13. With specific regard to quality in residential care: JRF was delighted to see specific recognition of the My Home Life initiative, which is supported by a coalition of organisations including JRF. We welcome the government’s support for this work in reference to helping care providers connect care homes with their communities, as this is an important part of this initiative’s work.
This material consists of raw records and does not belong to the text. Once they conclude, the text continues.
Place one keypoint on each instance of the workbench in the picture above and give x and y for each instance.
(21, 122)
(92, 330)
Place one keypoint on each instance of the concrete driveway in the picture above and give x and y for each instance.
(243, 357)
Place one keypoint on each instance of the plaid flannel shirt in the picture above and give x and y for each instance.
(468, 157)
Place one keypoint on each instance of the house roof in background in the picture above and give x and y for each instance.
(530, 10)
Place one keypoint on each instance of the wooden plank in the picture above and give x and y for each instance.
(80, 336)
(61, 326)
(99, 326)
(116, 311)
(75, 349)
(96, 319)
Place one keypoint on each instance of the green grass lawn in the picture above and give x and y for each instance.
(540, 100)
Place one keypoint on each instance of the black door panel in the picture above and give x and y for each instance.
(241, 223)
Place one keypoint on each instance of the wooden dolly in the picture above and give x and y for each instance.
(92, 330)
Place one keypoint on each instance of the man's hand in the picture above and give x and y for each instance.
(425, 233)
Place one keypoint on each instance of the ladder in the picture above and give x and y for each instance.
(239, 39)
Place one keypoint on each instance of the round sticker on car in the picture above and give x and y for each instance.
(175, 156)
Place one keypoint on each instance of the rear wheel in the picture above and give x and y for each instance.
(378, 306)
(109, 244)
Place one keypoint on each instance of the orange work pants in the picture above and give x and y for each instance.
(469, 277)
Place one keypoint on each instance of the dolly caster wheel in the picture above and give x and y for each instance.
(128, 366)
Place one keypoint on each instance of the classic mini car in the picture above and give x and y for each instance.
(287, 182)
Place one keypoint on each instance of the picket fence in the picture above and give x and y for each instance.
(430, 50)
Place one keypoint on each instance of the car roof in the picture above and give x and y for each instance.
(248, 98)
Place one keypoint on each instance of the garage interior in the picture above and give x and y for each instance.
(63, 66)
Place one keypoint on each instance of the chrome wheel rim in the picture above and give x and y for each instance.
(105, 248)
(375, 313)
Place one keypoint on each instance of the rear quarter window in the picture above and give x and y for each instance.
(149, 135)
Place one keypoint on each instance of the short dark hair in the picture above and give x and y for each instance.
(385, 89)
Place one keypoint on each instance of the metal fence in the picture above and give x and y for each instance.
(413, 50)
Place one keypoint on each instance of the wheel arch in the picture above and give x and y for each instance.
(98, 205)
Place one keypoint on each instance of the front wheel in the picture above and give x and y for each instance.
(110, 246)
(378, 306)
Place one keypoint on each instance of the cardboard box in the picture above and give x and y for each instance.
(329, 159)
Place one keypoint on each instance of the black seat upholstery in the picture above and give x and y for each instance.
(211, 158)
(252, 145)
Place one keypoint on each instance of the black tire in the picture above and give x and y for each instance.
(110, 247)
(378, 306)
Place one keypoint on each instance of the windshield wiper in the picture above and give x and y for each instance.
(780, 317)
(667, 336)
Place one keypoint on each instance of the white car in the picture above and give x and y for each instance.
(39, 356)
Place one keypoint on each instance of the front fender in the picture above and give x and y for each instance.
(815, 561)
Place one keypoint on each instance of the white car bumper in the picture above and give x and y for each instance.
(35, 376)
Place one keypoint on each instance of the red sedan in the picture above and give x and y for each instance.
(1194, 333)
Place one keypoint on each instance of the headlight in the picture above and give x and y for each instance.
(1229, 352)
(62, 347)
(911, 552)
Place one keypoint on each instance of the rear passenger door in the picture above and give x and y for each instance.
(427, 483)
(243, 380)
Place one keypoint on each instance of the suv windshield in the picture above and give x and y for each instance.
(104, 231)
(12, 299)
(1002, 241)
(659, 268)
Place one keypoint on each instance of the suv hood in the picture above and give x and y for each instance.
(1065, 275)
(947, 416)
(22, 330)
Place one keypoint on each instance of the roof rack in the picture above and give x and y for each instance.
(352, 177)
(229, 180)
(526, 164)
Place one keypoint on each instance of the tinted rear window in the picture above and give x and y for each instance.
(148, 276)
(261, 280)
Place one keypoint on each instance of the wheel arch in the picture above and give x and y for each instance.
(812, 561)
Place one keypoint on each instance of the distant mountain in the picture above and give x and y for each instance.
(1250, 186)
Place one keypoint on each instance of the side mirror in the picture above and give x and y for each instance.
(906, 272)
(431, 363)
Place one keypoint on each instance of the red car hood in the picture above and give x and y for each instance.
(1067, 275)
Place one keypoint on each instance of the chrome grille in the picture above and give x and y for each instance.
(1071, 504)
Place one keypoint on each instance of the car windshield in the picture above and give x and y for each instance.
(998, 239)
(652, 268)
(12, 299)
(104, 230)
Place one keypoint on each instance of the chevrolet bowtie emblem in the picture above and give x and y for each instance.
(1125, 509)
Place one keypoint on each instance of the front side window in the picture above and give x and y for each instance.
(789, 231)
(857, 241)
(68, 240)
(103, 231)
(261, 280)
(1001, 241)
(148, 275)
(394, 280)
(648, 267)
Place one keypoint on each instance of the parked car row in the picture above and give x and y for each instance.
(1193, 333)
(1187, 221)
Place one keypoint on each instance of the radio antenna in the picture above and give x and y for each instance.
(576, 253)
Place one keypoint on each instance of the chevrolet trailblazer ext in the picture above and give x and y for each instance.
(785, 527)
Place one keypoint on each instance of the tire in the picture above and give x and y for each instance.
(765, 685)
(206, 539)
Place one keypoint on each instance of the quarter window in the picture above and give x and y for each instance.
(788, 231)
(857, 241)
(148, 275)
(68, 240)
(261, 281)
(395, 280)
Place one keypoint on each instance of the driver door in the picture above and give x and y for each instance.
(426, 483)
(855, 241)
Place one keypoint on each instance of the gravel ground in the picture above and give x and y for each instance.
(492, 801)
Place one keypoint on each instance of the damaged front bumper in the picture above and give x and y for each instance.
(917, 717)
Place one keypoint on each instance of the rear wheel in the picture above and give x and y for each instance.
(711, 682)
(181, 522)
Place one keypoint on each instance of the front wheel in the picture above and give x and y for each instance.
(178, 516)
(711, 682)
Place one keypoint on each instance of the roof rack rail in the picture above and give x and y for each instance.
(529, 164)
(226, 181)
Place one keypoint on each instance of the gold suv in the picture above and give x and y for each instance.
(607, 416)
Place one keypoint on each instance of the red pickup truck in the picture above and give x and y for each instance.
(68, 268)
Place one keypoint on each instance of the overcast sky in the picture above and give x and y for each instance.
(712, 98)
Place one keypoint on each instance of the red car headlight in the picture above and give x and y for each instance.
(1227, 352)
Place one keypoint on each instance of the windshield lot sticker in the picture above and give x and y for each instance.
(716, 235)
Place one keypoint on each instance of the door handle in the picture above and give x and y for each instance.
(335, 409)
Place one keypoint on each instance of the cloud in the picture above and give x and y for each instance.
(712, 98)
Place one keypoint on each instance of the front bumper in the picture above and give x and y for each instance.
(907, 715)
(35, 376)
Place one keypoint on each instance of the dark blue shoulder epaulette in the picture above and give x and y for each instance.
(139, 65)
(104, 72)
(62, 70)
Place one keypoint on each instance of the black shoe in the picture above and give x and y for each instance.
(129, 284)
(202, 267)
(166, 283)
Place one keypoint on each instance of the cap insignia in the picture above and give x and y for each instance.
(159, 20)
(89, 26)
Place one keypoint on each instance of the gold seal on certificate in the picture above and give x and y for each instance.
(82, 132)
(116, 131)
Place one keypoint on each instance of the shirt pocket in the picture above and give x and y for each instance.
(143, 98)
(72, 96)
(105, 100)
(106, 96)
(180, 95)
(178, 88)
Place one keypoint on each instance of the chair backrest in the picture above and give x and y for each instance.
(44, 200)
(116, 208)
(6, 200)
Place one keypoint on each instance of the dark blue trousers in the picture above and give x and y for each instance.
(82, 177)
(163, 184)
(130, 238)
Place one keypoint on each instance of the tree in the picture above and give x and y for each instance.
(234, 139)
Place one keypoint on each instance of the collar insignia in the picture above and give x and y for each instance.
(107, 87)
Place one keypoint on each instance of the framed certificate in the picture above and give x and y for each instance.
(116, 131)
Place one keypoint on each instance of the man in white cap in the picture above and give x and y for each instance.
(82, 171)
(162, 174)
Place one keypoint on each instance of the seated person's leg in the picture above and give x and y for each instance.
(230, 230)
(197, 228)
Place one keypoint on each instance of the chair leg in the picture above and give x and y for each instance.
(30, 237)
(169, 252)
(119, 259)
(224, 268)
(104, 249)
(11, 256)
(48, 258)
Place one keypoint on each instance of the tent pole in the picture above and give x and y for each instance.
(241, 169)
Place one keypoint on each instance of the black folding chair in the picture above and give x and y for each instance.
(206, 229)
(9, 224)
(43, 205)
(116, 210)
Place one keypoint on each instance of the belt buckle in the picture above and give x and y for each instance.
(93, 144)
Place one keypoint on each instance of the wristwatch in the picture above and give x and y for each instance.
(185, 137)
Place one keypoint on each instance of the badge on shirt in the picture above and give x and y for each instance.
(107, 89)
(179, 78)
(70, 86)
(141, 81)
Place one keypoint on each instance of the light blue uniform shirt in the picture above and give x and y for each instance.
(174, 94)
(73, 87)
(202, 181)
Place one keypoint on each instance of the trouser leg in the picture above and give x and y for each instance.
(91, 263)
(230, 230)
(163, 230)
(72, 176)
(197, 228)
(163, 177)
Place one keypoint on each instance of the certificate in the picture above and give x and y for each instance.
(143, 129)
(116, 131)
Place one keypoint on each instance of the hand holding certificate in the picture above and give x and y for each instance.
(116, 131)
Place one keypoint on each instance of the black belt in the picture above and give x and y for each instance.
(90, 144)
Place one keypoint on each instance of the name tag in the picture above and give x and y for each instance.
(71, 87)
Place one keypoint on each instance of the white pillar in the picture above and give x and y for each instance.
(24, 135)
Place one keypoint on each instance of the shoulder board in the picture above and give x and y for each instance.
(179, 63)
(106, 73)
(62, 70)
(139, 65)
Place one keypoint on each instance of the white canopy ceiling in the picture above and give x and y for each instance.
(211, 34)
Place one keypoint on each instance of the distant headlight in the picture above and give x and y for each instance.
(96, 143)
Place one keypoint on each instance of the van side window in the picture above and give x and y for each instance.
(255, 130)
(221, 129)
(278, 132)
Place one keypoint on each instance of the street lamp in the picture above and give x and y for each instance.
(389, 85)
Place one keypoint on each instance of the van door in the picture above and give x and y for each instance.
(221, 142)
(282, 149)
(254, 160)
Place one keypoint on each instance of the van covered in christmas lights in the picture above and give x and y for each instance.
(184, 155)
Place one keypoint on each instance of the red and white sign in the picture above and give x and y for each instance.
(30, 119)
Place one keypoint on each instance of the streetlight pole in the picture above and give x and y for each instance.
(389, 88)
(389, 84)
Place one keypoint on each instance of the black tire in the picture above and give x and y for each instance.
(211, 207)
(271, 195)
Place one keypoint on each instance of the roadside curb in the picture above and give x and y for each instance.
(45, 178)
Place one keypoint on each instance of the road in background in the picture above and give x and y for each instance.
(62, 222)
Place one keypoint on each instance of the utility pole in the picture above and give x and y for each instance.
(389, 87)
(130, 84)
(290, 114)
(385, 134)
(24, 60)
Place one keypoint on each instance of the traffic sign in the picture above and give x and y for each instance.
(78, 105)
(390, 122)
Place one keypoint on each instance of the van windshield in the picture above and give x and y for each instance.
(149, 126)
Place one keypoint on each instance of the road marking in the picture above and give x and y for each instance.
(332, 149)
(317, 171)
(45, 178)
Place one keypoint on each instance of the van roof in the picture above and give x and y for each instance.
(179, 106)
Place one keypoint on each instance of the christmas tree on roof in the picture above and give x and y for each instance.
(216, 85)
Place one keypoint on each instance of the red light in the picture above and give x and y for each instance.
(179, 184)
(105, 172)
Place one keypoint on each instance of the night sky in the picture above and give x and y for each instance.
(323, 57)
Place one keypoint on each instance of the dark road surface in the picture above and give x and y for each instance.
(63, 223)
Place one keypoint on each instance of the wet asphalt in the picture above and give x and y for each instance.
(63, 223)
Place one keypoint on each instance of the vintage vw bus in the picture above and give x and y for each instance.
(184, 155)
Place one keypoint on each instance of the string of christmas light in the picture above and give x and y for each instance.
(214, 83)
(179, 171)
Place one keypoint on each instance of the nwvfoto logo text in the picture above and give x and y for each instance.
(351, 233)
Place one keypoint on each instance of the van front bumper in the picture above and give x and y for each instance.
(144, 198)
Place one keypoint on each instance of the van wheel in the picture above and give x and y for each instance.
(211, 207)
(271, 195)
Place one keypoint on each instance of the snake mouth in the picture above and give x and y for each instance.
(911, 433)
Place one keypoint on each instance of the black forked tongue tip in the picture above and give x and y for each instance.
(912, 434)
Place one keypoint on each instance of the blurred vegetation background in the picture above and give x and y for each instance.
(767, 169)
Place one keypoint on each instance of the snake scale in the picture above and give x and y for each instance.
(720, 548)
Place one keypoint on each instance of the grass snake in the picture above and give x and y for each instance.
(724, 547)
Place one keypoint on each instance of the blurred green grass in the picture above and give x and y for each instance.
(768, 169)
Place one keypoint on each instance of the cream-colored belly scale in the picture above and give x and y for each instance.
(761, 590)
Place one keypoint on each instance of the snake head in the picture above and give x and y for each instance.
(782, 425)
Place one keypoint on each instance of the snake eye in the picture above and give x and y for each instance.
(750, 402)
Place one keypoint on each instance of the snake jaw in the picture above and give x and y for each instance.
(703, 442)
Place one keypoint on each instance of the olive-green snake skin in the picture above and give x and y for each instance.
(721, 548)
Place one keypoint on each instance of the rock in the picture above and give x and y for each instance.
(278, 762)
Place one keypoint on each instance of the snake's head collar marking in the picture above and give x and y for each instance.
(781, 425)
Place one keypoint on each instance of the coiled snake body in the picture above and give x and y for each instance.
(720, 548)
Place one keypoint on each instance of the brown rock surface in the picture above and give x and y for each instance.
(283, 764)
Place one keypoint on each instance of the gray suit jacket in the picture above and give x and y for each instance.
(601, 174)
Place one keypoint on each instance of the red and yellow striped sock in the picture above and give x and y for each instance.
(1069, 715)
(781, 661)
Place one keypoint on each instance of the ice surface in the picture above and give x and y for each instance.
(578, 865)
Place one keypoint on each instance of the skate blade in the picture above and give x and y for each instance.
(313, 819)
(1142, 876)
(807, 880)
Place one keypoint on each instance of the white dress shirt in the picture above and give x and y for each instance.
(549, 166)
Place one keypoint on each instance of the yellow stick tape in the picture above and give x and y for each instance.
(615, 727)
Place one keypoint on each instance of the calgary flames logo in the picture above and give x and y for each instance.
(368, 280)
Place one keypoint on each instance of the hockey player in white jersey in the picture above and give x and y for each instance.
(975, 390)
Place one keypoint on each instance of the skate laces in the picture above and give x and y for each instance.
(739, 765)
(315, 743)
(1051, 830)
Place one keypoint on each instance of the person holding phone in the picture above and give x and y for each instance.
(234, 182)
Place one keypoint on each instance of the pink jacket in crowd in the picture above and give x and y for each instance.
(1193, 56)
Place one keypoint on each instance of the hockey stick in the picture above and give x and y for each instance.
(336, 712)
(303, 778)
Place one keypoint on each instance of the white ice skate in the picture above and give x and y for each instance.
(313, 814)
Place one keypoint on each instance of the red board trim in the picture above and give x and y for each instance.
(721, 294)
14. However, we should bear in mind that there are in fact eight good practice themes identified by more than 60 researchers in My Home Life, as central to good quality of life in residential care. These are:
• Maintaining Identity
• Creating Community
• Sharing Decision-making
• Managing Transitions
• Improving Health and Healthcare
• Supporting Good End of Life
• Keeping Workforce Fit for Purpose
• Promoting a Positive Culture
15. We are glad these themes will be incorporated within the White Paper’s vision for improving quality of care, however we would also like the government to help care organisations work with their members to achieve these other objectives.
(Research referred to above can be found at http://www.jrf.org.uk)
We need good cost effective services for Service Users and their Carers, it is absolutely crucial to provide a good quality of life.
My working experience of paying the bills on behalf of the Local Authority and the problems caused by providers doing inadequate jobs or not turning up to do the agreed care is not acceptable and needs to change. We need good positive outcomes for all Service Users and their Carers.
Many of the points helpfully made above refer to the pay and conditions of the care workforce and the need for their improvement. Our research at the Social Care Workforce Research Unit has explored a number of these subjects including the Male workforce in social care and the wage levels around (above and below) the National Minimum Wage. However, this section has at its heart the task or the art of commissioning. Our research on this subject points to the under-investment of preparation and support for staff carrying out this role. We suggest that the new Guidance and support materials for the Bill need to be tailored to supporting staff in this role and to providing a framework for understanding the commissioning processes. Duty of care and other legal responsibilites will need to be clarified especially around integrated commissioning and ‘out of area’ services.
There needs to be a stronger relationship between quality as determined by commissioners and providers and the contributory role of person expereinecing the service – Local Authorities should have regard to a quality improvement cycle that is service user and carer driven.